News|Videos|June 16, 2026

Why Does The Distinction Between Weight Loss and Meaningful Metabolic Health Matter?

Brian Hilberdink, president of U.S. Human Pharma, Boehringer Ingelheim, notes how scale is a starting point, not a finish line, and until clinicians measure what's happening inside the body, obesity treatment will keep falling short of its promise.

Brian Hilberdink, president of U.S. Human Pharma, Boehringer Ingelheim, explains why shifting the conversation from simple weight loss to meaningful metabolic health is critical for both patients and the broader healthcare system.

Hilberdink begins by underscoring the looming burden obesity places on health systems, driven by a wide array of comorbidities that extend beyond diabetes and cardiovascular disease. Addressing obesity effectively, he argues, means getting to the “root of the problem” so that these downstream complications, and the associated societal costs, can be reduced. From a population standpoint, that is why focusing on metabolic health rather than just weight is “super important.”
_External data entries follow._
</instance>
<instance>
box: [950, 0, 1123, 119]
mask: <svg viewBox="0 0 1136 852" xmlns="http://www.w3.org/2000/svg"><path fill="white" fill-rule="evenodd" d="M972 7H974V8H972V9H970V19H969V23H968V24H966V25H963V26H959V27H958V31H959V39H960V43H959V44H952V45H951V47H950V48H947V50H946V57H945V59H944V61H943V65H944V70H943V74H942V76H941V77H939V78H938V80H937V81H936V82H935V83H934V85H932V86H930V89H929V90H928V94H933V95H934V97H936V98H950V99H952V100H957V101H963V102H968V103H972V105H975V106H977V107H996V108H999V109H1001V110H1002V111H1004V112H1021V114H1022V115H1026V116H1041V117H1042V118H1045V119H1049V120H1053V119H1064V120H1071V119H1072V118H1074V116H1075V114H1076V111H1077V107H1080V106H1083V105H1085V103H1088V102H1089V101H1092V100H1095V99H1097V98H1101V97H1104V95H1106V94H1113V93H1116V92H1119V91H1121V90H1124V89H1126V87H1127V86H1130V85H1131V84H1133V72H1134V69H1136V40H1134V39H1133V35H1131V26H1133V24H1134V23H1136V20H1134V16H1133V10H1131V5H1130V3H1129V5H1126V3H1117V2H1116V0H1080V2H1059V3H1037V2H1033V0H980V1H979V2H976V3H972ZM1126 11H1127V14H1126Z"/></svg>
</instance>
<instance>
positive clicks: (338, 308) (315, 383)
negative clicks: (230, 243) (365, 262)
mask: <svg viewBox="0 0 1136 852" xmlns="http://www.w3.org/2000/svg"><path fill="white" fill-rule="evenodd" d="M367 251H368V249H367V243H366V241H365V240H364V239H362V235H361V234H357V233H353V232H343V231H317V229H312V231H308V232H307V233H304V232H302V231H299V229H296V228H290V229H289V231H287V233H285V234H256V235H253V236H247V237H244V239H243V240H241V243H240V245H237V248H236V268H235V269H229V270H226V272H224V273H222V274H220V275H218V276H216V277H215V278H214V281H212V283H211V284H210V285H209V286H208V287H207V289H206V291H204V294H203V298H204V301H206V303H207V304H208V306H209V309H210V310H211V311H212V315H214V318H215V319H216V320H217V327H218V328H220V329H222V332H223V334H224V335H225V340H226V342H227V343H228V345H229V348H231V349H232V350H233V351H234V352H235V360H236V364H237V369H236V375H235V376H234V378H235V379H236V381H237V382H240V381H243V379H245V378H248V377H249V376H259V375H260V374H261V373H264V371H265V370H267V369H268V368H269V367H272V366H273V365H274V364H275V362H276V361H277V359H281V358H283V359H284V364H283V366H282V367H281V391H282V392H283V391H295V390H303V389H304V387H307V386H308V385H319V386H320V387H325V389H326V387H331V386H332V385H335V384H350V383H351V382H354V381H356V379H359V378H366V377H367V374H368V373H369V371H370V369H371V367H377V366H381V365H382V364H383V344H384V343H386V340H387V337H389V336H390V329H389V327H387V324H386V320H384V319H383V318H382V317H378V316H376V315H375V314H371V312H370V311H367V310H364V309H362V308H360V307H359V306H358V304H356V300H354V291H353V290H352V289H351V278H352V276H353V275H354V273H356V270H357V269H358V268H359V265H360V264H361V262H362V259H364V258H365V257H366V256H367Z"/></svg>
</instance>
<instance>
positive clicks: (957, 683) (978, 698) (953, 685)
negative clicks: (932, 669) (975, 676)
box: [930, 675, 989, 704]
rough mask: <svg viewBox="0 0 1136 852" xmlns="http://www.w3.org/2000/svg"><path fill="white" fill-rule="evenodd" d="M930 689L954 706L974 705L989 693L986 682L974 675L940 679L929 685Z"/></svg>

Hilberdink then narrows to the individual patient experience. He questions whether patients are truly being set up for long-term success if the primary outcome is a temporary improvement in how they feel in front of a mirror, without real progress in underlying metabolic health. He reiterates the distinction between “good” and “bad” fat, emphasizing that visceral fat around the organs is particularly harmful. Reducing this visceral fat, he suggests, is central to meaningful improvement.

He also highlights the liver as a critical organ in this equation, noting that about 75% of people living with obesity already have metabolic dysfunction associated liver disease (MASLD). Without a healthy liver, achieving robust metabolic health is difficult.

For Hilberdink, the essential shift is to look beyond the scale to parameters that capture organ health, fat distribution, and long-term metabolic resilience, so that treatment outcomes reflect genuine health gains rather than cosmetic or short-lived weight changes.